Priced out of Paris

There is a wider story here. The great global cities – notably New York, London, Singapore, Hong Kong  and Paris – are unprecedentedly desirable. At last week’s fascinating New Cities  Summit in São Paulo, the architect Daniel Libeskind said: “We live in a time of  renaissance … cities are coming back to life, after a long neglect.” Edward Luce  chronicled the urban revival in last Saturday’s FT Magazine. However,  there’s an iron law of 21st-century life: when something is desirable, the “one  per cent” grabs it. The great cities are becoming elite citadels. This is  terrifying for everyone else.
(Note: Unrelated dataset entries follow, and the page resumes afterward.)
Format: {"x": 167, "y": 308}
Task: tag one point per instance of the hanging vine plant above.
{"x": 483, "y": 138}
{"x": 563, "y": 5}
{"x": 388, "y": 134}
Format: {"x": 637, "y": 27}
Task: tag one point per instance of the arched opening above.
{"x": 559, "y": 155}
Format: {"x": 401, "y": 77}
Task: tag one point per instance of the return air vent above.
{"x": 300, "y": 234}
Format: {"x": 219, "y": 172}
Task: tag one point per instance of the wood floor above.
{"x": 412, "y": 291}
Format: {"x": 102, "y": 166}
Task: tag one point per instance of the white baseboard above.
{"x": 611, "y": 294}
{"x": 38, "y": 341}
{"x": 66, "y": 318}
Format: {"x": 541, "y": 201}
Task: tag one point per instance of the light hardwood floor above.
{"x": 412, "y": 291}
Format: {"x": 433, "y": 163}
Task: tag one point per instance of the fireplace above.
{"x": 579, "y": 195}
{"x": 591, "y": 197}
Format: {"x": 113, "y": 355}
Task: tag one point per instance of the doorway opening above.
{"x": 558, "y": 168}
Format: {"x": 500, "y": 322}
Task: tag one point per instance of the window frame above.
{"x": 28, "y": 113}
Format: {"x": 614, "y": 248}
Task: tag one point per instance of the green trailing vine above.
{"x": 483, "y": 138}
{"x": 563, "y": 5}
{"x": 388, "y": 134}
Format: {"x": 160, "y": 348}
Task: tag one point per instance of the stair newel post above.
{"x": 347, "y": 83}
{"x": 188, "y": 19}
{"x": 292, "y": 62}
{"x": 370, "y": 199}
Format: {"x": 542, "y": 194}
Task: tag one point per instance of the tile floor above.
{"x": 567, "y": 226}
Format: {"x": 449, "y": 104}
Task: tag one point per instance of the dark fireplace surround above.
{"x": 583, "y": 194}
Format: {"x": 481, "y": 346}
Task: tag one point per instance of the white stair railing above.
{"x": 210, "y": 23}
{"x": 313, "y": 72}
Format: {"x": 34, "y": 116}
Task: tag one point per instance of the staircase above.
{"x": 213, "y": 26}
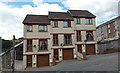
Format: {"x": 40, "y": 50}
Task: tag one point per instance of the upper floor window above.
{"x": 78, "y": 35}
{"x": 29, "y": 45}
{"x": 67, "y": 24}
{"x": 43, "y": 44}
{"x": 67, "y": 39}
{"x": 55, "y": 39}
{"x": 89, "y": 35}
{"x": 89, "y": 21}
{"x": 55, "y": 23}
{"x": 78, "y": 20}
{"x": 29, "y": 28}
{"x": 42, "y": 28}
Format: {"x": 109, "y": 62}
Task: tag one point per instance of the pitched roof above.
{"x": 60, "y": 16}
{"x": 36, "y": 19}
{"x": 81, "y": 13}
{"x": 110, "y": 21}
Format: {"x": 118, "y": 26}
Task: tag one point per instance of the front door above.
{"x": 43, "y": 60}
{"x": 68, "y": 54}
{"x": 29, "y": 61}
{"x": 56, "y": 54}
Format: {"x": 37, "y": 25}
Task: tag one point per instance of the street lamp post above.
{"x": 13, "y": 60}
{"x": 84, "y": 52}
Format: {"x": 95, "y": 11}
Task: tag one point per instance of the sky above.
{"x": 13, "y": 12}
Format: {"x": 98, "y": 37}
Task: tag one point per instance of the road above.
{"x": 105, "y": 62}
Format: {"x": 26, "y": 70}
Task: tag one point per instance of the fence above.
{"x": 108, "y": 45}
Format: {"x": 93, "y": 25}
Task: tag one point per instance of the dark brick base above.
{"x": 111, "y": 51}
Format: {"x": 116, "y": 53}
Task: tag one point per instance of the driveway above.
{"x": 105, "y": 62}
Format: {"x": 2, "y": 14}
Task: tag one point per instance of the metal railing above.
{"x": 67, "y": 41}
{"x": 29, "y": 48}
{"x": 55, "y": 41}
{"x": 43, "y": 47}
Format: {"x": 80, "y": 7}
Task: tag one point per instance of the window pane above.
{"x": 29, "y": 27}
{"x": 42, "y": 28}
{"x": 65, "y": 24}
{"x": 88, "y": 21}
{"x": 78, "y": 20}
{"x": 55, "y": 24}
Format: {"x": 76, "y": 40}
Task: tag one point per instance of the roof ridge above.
{"x": 36, "y": 15}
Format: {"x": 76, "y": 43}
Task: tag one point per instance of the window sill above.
{"x": 89, "y": 40}
{"x": 88, "y": 24}
{"x": 29, "y": 31}
{"x": 29, "y": 51}
{"x": 67, "y": 27}
{"x": 55, "y": 45}
{"x": 42, "y": 50}
{"x": 68, "y": 45}
{"x": 54, "y": 27}
{"x": 79, "y": 41}
{"x": 42, "y": 31}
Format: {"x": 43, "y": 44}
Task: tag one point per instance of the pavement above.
{"x": 104, "y": 62}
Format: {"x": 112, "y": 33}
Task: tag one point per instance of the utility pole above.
{"x": 13, "y": 59}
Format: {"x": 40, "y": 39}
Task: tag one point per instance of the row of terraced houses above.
{"x": 58, "y": 36}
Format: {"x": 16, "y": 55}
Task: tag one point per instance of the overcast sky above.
{"x": 12, "y": 12}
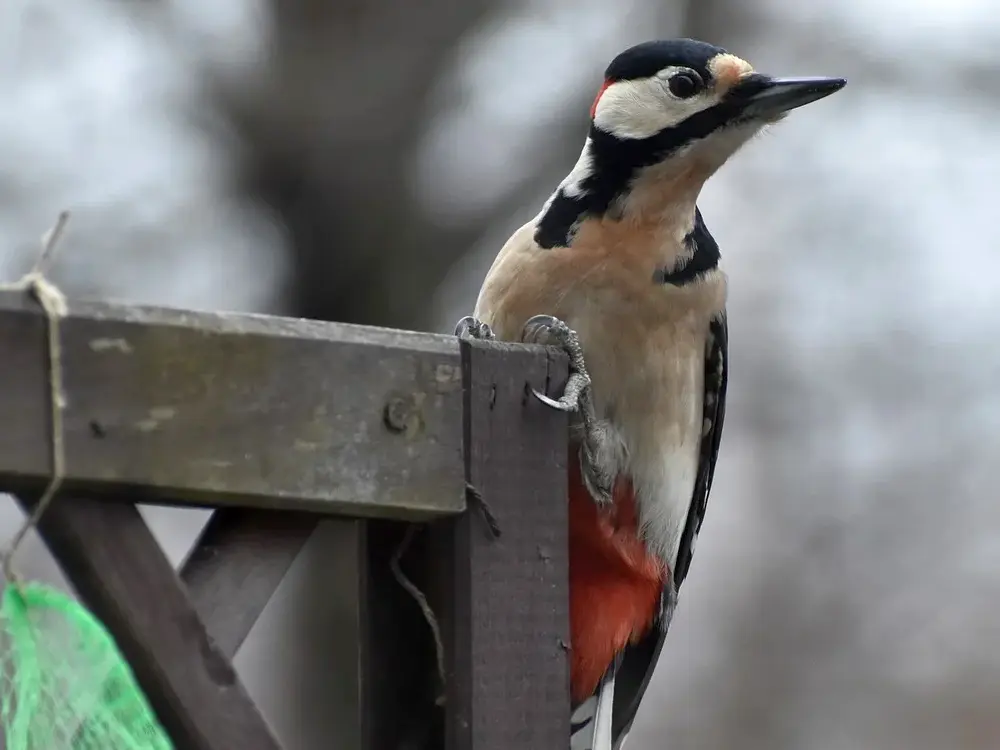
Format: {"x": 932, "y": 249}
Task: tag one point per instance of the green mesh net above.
{"x": 65, "y": 685}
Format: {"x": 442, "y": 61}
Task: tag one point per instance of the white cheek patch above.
{"x": 639, "y": 109}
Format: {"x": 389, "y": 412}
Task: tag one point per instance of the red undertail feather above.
{"x": 615, "y": 584}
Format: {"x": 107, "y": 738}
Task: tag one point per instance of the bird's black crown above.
{"x": 644, "y": 60}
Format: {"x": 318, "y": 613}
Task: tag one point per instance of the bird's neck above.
{"x": 616, "y": 182}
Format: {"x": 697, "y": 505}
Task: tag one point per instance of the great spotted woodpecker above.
{"x": 619, "y": 268}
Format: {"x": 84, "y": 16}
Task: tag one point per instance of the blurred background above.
{"x": 364, "y": 160}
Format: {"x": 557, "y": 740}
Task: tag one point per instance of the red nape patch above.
{"x": 593, "y": 107}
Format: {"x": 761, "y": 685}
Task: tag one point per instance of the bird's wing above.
{"x": 635, "y": 667}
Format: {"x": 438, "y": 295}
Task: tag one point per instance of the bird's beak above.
{"x": 760, "y": 96}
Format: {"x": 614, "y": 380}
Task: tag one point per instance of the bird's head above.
{"x": 683, "y": 99}
{"x": 667, "y": 116}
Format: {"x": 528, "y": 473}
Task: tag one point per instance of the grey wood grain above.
{"x": 226, "y": 409}
{"x": 504, "y": 602}
{"x": 114, "y": 563}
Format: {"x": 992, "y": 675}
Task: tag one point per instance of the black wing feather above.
{"x": 639, "y": 660}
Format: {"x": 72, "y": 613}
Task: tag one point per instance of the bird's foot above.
{"x": 577, "y": 397}
{"x": 550, "y": 331}
{"x": 598, "y": 481}
{"x": 473, "y": 328}
{"x": 668, "y": 603}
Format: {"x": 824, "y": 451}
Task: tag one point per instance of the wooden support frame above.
{"x": 246, "y": 410}
{"x": 503, "y": 600}
{"x": 298, "y": 420}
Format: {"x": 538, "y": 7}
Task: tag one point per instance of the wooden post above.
{"x": 503, "y": 602}
{"x": 114, "y": 563}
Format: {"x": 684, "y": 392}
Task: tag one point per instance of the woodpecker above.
{"x": 620, "y": 270}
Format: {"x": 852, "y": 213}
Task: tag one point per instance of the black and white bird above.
{"x": 620, "y": 269}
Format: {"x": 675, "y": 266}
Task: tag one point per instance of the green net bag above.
{"x": 65, "y": 685}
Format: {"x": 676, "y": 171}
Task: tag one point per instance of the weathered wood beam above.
{"x": 226, "y": 409}
{"x": 237, "y": 564}
{"x": 503, "y": 603}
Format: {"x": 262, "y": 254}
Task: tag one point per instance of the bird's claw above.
{"x": 473, "y": 328}
{"x": 550, "y": 331}
{"x": 599, "y": 483}
{"x": 577, "y": 397}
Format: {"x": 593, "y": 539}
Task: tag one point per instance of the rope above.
{"x": 54, "y": 305}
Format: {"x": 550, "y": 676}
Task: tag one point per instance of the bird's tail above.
{"x": 592, "y": 720}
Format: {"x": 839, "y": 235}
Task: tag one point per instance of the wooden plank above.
{"x": 114, "y": 563}
{"x": 503, "y": 602}
{"x": 225, "y": 409}
{"x": 236, "y": 566}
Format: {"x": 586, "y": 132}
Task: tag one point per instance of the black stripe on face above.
{"x": 705, "y": 256}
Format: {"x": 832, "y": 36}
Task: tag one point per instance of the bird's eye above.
{"x": 685, "y": 85}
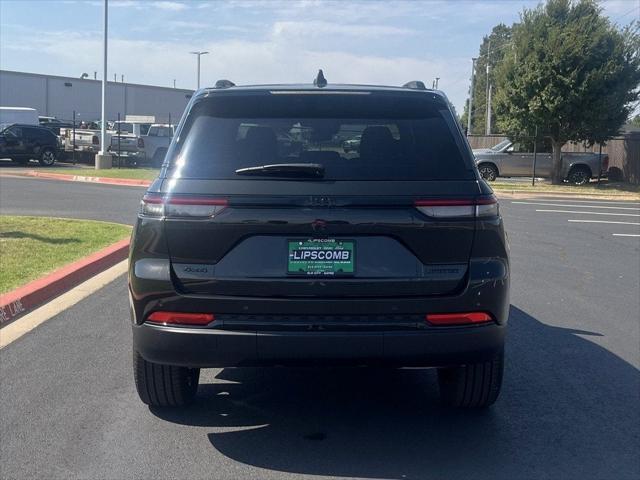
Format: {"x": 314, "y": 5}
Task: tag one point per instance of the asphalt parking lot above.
{"x": 569, "y": 407}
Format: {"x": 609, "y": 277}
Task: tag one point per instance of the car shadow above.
{"x": 568, "y": 409}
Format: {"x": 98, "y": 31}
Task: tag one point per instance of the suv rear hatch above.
{"x": 261, "y": 199}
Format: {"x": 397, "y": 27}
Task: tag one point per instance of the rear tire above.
{"x": 48, "y": 157}
{"x": 579, "y": 176}
{"x": 476, "y": 385}
{"x": 164, "y": 385}
{"x": 488, "y": 172}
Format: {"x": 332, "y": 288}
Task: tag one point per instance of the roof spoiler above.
{"x": 415, "y": 84}
{"x": 224, "y": 84}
At the New Cities Summit I had a coffee with Saskia Sassen of Columbia  University, leading thinker on cities. That took some doing: Sassen arrived from  Bogotá that morning, and was flying to Zurich hours later. “Cities were poor,” she told me, in between. “In the 1970s London was broke, New York was broke,  Tokyo was broke, Paris was much poorer than now. And the built environment was a  bit run down.”
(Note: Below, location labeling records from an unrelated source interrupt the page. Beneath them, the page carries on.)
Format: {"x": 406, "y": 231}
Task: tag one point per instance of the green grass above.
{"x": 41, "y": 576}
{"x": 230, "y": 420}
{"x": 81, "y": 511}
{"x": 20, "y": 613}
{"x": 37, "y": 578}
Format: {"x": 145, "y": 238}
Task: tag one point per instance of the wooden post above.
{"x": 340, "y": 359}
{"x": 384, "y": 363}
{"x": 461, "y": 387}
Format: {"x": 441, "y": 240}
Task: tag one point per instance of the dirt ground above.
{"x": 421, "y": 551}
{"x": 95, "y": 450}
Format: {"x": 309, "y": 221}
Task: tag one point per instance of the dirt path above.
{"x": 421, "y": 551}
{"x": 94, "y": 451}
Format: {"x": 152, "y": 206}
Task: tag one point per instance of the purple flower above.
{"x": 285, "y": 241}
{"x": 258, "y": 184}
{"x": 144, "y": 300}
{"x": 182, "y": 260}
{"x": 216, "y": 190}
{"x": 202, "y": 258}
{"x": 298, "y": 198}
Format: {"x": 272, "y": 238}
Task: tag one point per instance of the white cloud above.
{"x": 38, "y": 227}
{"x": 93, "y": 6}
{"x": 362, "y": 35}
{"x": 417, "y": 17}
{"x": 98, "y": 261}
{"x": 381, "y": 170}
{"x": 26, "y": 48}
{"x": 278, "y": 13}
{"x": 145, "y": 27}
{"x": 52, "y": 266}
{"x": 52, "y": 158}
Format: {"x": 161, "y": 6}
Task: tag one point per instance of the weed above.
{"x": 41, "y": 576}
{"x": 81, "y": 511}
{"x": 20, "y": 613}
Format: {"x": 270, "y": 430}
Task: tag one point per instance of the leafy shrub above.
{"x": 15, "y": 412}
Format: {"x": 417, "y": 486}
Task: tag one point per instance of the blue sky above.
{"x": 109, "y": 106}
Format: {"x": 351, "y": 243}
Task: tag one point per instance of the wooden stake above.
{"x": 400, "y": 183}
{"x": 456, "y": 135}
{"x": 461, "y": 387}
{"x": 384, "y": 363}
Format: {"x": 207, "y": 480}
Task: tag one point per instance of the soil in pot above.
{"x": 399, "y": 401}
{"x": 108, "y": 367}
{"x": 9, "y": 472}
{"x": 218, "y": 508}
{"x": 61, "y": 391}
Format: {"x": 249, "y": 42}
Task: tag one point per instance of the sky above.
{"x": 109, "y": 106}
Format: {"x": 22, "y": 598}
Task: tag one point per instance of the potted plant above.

But from the 1980s, these cities recovered. An increasingly complex financial  sector needed more sophisticated networks of lawyers and accountants. Corporate  mergers and takeovers meant global headquarters got concentrated in fewer  places. Crime declined, making cities less scary. And so great cities grew  richer. Fancy architects put up lovely buildings. House prices rose.